Tuesday, October 18, 2011

Fashion: District

My review of fashion: district for Brightest Young Things:

Saturday’s fashion: District was a vibrant testament to the creativity, vitality, and relevance of DC’s fashion scene. Much akin to the much-maligned, non-existent DC hip hop scene, many would not exactly conflate DC and a fashion hub. ReadySetDC have single-handedly put DC fashion on the map, showcasing designers that are not only visionaries but who put out high-caliber, professional work well-deserving of the couture label. Plainly-put, it is not every day that you find yourself feeling like you are in Pret-A-Porter or The September Issue in the middle of DC and ReadySetDC are the ones who made it happen with such panache and flair.

Ginger Root Design were a true breath of fresh air with vintage-inspired, smart and original designs. Perfecting the art of upcycling [making something new out of something already in existence], the style was equally parts London-esque, tweed-and-zipper chique and something that Maggie Gyllenhaal in Secretary would wear. Zooey Deschanel/Manic Pixie Girl would definitely rock Ginger Root! Their designs were funky yet not groan-inducingly, self-referentially hipsterish. The colors were bold yet the patterns were not busy and relied more on a blocks rather than smashing of patterns approach. As the only designer to use “normal-sized” models, it was apparent that while Ginger Root make high-end fashion, their clothes were designed with a more pragmatic brush stroke and with at least some concern for practicality. Their menswear collection was particularly enthralling with two of the more memorable outfits being a tweed jacket with a zipper slicing a diagonal across the front and three leather straps as a closure and gingham shirt under a vest with a three-layered tie composed of overlapping triangles. The vest had a horizontal band of gray silk on the back, making for an extremely interesting layered visual effect.

Espion presented a really unique line of high-end evening couture. Some of the dresses were a really innovative mash-up of dominatrix meets Greek-goddess evening gown elegance.
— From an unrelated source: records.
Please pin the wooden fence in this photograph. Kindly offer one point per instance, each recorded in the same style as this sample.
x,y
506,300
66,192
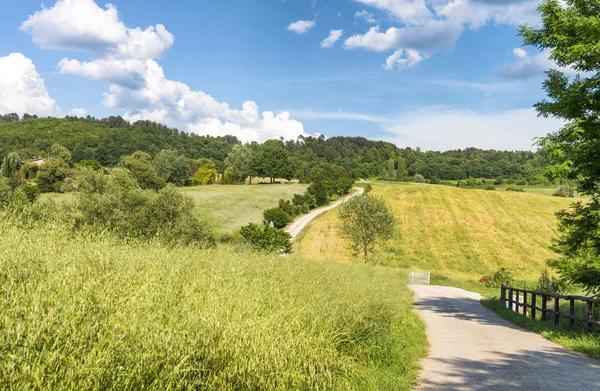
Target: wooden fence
x,y
522,299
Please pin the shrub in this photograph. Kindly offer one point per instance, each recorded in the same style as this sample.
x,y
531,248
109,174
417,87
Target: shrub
x,y
564,191
127,211
418,178
279,217
266,238
500,276
548,284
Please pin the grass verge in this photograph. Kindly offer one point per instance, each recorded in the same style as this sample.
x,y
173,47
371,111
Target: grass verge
x,y
77,313
582,342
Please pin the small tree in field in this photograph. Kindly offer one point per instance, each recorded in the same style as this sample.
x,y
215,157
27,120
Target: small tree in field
x,y
365,221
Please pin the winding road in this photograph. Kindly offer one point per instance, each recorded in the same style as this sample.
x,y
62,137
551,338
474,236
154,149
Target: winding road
x,y
471,348
298,225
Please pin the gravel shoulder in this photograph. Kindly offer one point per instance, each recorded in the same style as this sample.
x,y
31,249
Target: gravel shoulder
x,y
471,348
298,225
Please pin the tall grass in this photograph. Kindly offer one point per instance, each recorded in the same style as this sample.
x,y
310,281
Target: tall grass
x,y
80,314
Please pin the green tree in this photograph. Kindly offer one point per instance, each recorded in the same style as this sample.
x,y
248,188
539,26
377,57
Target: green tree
x,y
206,173
239,161
365,221
570,33
140,166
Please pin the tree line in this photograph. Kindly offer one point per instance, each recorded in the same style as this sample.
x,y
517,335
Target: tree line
x,y
107,140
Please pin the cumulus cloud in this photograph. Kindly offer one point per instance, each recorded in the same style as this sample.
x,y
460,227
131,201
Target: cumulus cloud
x,y
427,26
125,58
441,128
529,66
366,16
334,36
402,59
302,26
78,112
22,90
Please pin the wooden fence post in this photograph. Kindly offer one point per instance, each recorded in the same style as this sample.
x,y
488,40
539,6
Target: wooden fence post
x,y
590,316
572,313
556,311
544,310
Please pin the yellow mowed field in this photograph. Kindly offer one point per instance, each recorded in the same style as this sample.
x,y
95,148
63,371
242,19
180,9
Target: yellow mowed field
x,y
456,232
If you can imagine Athena channeling Madonna during the Blonde Ambition tour, you would get a pretty accurate idea. Other dresses were extremely regal—white and made of a stretchy material for a very sophisticated look.

Hugh & Crye delivered a very trendy men’s business wear line—it was solid and respectable and more than a little style. Artaya relied heavily on black, red, and white blocky ensembles with a nod to interesting textures.

SaintCHIC’s style was street-savvy yet high-fashion. For example, a lot of the skirts and pants relied on a “mummy” technique—they were comprised of overlapping-“bandages”/swaths of fabric. Definitely very unique and clever, and maybe a bit inspired by elements in industrial-scene wear which has been using straps on men-skirts for a good while now. The tops show-cased really layered framing necklines with a vaguely graffiti-esque feel that was equally parts hip-hop-dancer-sassy and classy.

Sika’s designs screamed creativity. Some of the fabrics had traditional African prints; some were very Asian. There were daringly plunging necklines and wee little bottom pieces, with bold colors such as orange and batik-like prints. Anthropologie would have been jealous!

Durkl’s line this season was downright underwhelming, at worst, and incredibly confusing, at best, especially considering how well-established and popular their line is. I think I was not alone in my luke-warm response to the fall collection, but maybe like the Post, I just don’t get it. At times, it seemed like they were channeling men’s wear circa Gap 1980, at other times, it seemed like their colors were literally popsicle- inspired [think patterns ala those fourth of July garish blue and red ones].

Derringer Friday deserve credit for figuring out how to make men’s ties swagger-worthy [common, it’s not an easy job]. Having female models strut around only in men’s shirts and thigh-high boots to “Ain’t Nuthin’ But A G Thing” will do that. Their end-of-the-show drinking-a-beer signature gimmick was also interesting, if a little befuddling. Oh, yeah—the ties were great too.

Fashion: District was a perfect mix of flair, swagger, style, finesse, and hard work and definitely an all-around rollicking good time.